Segundo BILD, R. (1994) “ Cuidar é o resultado de um processo criativo contínuo. Se a criatividade for impedida ou desaparecer, o acto de cuidar e a esperança deixam de ser possíveis. É necessário restaurar a criatividade para restaurar a esperança.”
Para evitar o esgotamento (burnout), existem várias estratégias que ajudam a preservar a saúde emocional e física. Trabalhar em equipa partilhando decisões e responsabilidades, apoio e respeito mútuos, haja uma boa comunicação dentro da equipa, haja recursos e serviços de apoio adequados, metas que sejam possíveis de alcançar, folgas/alimentação/repouso adequados, hobbies, restauração espiritual.
Por vezes também ajuda ter um psicólogo ou psicoterapeuta no exterior que possa dar apoio. Os desafios apresentados pelos cuidados paliativos oferecem muitas oportunidades de crescimento espiritual, apesar de, na maioria dos casos se mostrarem dolorosos, tais como: enfrentarem a sua própria mortalidade; enfrentar as suas próprias limitações pessoais e profissionais; partilhar o controlo; aprender a sabes estar com os doentes e não apenas a prestar-lhes serviços; saber enfrentar o desafio às suas próprias crenças; saber gerir honestamente com as suas próprias emoções como a cólera, luto, magoa.
Trabalhar em cuidados paliativos traz também recompensas: conseguir aliviar os sintomas; facilitar a adaptação psicológica, fazer parte de uma equipa de apoio; poder inspirar-se nos doentes e nos seus familiares; desenvolvimento pessoal.
9. CONCLUSÃO
O ideal seria que todos os profissionais de saúde, principalmente os que trabalham com doentes em fase terminal, interiorizassem a importância de nunca nos esquecermos da nossa condição de humanos e da nossa finitude. Assim, não recorreria mais a meios desproporcionados que só prolongam o sofrimento do doente e não mais se colocaria a hipótese de pôr fim a uma vida, como justificação para uma pretensa “falta de qualidade de vida”. Seriam utilizados apenas procedimentos proporcionados a cada situação concreta e ser-se-ia capaz de passar a “cuidar” quando já não fosse possível tratar. O doente não viveria os seus últimos dias ou meses de vida na solidão e no receio do sofrimento, pois saberia que todos os meios necessários para lhe garantir o alivio e o conforto.

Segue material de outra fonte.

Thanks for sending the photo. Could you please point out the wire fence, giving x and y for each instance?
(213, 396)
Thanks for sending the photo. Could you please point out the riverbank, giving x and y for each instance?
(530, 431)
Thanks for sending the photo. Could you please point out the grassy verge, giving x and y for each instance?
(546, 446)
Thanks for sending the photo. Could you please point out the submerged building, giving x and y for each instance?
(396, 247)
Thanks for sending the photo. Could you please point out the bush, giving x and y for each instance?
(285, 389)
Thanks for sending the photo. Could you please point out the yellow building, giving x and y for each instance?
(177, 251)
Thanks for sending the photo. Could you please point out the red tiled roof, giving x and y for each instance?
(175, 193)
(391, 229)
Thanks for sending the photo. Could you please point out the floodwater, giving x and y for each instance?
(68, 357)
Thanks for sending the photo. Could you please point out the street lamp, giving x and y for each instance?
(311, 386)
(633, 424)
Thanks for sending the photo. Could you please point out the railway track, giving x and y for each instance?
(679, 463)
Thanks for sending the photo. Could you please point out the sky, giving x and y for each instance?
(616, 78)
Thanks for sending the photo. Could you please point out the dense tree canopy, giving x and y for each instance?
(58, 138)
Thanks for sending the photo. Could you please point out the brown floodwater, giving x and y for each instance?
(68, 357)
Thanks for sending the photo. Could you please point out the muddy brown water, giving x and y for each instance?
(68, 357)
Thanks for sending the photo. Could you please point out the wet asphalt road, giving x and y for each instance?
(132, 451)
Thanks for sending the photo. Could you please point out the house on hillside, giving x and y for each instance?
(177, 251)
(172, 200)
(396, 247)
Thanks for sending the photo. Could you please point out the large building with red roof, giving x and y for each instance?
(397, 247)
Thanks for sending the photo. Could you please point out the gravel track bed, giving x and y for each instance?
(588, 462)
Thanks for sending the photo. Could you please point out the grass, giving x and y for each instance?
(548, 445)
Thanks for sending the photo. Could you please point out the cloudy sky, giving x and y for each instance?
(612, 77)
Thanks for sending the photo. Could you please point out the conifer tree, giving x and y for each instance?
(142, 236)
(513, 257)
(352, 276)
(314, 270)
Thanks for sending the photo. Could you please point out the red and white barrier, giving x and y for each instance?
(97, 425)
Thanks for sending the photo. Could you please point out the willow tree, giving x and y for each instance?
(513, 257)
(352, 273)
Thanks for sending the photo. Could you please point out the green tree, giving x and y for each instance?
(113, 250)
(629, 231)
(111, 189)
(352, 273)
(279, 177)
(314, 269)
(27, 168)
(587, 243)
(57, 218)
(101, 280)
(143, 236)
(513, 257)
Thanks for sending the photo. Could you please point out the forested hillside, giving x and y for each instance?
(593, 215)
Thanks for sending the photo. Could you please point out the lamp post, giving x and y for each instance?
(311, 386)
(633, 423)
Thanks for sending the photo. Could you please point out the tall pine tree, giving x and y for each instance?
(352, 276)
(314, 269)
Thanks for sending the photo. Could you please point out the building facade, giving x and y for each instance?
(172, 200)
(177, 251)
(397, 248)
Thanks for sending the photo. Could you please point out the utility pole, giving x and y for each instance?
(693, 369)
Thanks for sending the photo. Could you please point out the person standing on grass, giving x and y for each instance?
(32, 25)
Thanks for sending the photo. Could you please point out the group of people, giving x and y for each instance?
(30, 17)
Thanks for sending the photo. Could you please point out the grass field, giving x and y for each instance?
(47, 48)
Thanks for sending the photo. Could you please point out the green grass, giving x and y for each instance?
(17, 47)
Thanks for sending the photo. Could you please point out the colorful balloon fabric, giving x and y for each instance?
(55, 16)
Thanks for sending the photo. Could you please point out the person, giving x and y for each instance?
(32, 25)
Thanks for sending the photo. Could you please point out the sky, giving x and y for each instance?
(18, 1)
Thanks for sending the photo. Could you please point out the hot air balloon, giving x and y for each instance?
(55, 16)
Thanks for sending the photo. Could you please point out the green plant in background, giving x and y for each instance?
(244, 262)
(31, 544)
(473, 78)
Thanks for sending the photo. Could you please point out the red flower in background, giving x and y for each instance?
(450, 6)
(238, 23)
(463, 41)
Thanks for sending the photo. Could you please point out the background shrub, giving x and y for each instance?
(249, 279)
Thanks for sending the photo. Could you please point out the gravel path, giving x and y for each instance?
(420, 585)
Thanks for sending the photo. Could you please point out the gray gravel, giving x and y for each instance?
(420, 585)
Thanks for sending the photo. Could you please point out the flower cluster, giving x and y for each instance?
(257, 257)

Seria acompanhado, apoiado e compreendido por todos os que o rodeassem e viveria com o máximo de bem-estar possível, o que lhe proporcionaria uma morte serena, sem dor e sem sofrimento.

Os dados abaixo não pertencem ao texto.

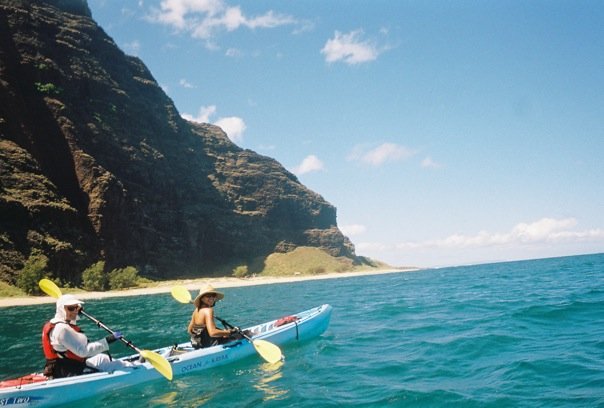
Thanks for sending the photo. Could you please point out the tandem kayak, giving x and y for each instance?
(35, 390)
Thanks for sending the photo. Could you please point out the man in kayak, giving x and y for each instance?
(202, 327)
(67, 349)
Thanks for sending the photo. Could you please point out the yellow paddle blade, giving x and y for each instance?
(181, 294)
(50, 288)
(268, 351)
(161, 364)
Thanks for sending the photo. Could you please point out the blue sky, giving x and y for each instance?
(445, 133)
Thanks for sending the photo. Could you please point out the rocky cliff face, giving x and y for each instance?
(96, 163)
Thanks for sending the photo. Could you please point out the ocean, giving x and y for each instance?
(513, 334)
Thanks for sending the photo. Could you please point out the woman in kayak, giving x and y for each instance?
(202, 327)
(67, 349)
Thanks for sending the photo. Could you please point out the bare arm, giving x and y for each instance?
(213, 331)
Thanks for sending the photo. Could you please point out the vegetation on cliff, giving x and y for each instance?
(96, 164)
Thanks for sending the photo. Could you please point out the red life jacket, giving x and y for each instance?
(49, 352)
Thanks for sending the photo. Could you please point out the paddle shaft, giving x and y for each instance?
(230, 326)
(106, 328)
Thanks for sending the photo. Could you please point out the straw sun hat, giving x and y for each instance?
(204, 291)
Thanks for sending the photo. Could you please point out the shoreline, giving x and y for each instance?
(194, 284)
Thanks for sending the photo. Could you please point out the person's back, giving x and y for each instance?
(202, 327)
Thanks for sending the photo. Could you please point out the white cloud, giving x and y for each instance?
(203, 116)
(309, 164)
(544, 238)
(353, 229)
(349, 48)
(204, 18)
(386, 152)
(133, 47)
(233, 126)
(545, 231)
(186, 84)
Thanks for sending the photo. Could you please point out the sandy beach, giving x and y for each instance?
(194, 284)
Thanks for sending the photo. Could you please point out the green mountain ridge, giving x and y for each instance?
(96, 163)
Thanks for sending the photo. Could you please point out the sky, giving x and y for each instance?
(444, 132)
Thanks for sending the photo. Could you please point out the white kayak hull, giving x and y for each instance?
(184, 360)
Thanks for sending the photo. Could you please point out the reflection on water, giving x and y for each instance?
(268, 375)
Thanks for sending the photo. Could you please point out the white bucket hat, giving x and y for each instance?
(204, 291)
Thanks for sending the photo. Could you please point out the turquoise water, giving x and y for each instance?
(511, 334)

Se um dia este sonho se tornar realidade, então a pessoa em fase terminal poderá então morrer em paz e dignidade vendo respeitados todos os seus sonhos como pessoa até ao momento da morte. Para que esse sonho se realize, é primordial que todos os profissionais de saúde, em particular os médicos e os enfermeiros, continuem a desenvolver esforços no sentido de se prestar mais atenção aos problemas que envolvem o doente em fase terminal.

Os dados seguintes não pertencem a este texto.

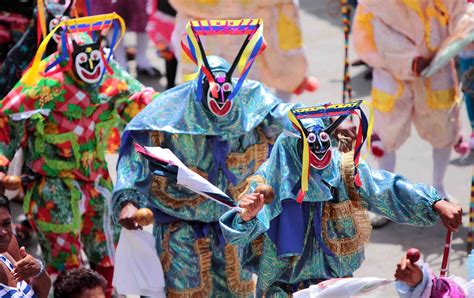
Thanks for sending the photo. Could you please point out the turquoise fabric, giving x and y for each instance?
(382, 192)
(191, 133)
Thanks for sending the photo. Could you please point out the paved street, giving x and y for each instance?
(324, 44)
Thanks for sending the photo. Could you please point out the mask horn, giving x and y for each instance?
(335, 124)
(237, 59)
(67, 11)
(204, 57)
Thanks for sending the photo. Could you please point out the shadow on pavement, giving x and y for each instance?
(327, 10)
(463, 162)
(430, 240)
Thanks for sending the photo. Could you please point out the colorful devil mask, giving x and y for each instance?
(87, 61)
(55, 13)
(215, 88)
(219, 105)
(314, 142)
(319, 143)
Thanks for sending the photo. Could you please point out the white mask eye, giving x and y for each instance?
(218, 88)
(311, 138)
(227, 87)
(324, 137)
(53, 23)
(95, 55)
(81, 57)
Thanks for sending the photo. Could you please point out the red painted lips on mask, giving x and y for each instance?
(95, 75)
(320, 163)
(214, 107)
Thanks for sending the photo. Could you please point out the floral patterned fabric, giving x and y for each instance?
(64, 124)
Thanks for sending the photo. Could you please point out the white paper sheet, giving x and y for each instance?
(186, 177)
(138, 269)
(346, 287)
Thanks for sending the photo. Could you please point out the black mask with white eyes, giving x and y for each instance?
(220, 105)
(55, 14)
(87, 62)
(319, 143)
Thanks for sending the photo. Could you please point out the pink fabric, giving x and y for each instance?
(133, 12)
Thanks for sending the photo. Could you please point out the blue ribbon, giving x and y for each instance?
(220, 150)
(64, 51)
(317, 229)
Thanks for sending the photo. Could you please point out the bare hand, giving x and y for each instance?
(450, 214)
(419, 64)
(27, 267)
(252, 204)
(345, 133)
(408, 272)
(127, 219)
(2, 188)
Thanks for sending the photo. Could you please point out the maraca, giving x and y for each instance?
(12, 182)
(267, 191)
(413, 254)
(143, 217)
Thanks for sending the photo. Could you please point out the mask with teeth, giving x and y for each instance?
(314, 144)
(319, 147)
(55, 13)
(87, 61)
(215, 88)
(219, 105)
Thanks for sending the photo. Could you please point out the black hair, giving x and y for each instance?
(72, 283)
(5, 203)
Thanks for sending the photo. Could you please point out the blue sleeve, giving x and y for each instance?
(133, 176)
(405, 291)
(394, 197)
(239, 232)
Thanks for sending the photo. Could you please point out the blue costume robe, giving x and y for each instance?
(292, 245)
(227, 150)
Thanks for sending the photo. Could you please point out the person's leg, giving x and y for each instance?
(467, 63)
(143, 63)
(387, 161)
(440, 165)
(50, 203)
(393, 103)
(99, 235)
(171, 69)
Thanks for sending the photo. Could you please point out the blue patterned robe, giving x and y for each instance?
(194, 255)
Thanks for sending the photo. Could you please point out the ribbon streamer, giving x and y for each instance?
(253, 46)
(325, 111)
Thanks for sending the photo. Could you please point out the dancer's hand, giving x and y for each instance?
(450, 214)
(408, 272)
(419, 64)
(27, 267)
(127, 219)
(2, 188)
(252, 203)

[1] ANCP – Associação Nacional de cuidados paliativos, Boletim Informativo nº 1, primavera 1996, p. 2.
[2] Os hospícios já existiam desde o séc. XIX para prestar cuidados aos doentes em fase terminal mas foi Cicely Saunders que lhes deu uma outra natureza, acrescentando-lhes cuidados médicos. Cicely Saunders era enfermeira e trabalhou num hospício em Dublin-Irlanda nos anos cinquenta, onde os doentes eram acompanhados de uma forma humana e caridosa durante o processo de morrer. No entanto, verificou que não eram prestados a estes doentes cuidados médicos e considerou que estes eram também importantes. Fez então um curso de assistente social e um curso de medicina, tendo depois fundado um novo tipo de hospício onde conseguiu reunir as mais modernas tecnologias para o controlo da dor e outros sintomas e antigas formas de acompanhamento humano de doentes em fase terminal.